Most of the time I tend to agree with the idea that age brings wisdom. Wisdom, it has always seemed to me, is as much about understanding the context of things as anything else, and nothing provides context like experience. But sometimes that connection breaks down. Sometimes, in a phenomenon we usually refer to as a generation gap, an older generation badly misunderstands new developments, often because the changes themselves represent new contexts entirely outside of the actual experience of previous generations. They are in essence paradigm shifts, but ones that only a new generation can make.

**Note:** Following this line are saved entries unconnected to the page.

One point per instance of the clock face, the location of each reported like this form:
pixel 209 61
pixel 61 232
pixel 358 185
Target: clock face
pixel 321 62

The rise of computer networks is precisely the sort of those context-shifting event I'm talking about. Sure thing, people who were born before the widespread adoption of public networks can both use and understand them, but they'll never be in the unthinking, natural way of those of us who were born into a networked world. For most people born into a world after Wargames, networks are just there. They are, in a way, remarkably unremarkable. And as a result, those generations "get" them in ways that many members of other generations cannot.

Keep that in mind as you read this story:

From electricity grids to subways to nuclear power plants, the United States depends more than ever on Internet-based control systems that could be manipulated remotely in a terrorist attack, security specialists say.


The plan calls for the NSA to work with the Department of Homeland Security and other federal agencies to monitor such networks to prevent unauthorized intrusion, according to those with knowledge of what is known internally as the "Cyber Initiative." Details of the project are highly classified.

Director of National Intelligence Mike McConnell, a former NSA chief, is coordinating the initiative. It will be run by the Department of Homeland Security, which has primary responsibility for protecting domestic infrastructure, including the Internet, current and former officials said.

At the outset, up to 2,000 people -- from the Department of Homeland Security, the NSA and other agencies -- could be assigned to the initiative, said a senior intelligence official who spoke on condition of anonymity.

To someone of McConnell's generation this approach apparently makes sense. Build a huge bureaucracy - 2000 people or more - and set them to the task of "managing" the network. To someone born into the networked world, however, it's almost laughably naive. Not only can it not be done, its likely that in the process of doing you will create far more problems than you solve.

And the reason why is obvious: Build a "cyber initiative" that can protect networks and you b y definition create a system that centralizes them. Centralization makes the job of a hacker far, far easier, not harder. Hack that centralized system and you've got the entire thing under your control. The strength off the network - and the entire premise upon which it was first built - is its decentralization. You can't control it, and so it survives, no matter what you might throw at it. A pre-network generation may not get that, but a post-network one certainly does.

Are there things on the network that need to be protected. Yes, of course. But this isn't the way to do it. Not even close. Networks are a bottom-up phenomenon, not top-down. Without matching our "cyber-initiatives" to that reality, they will do far more harm than good.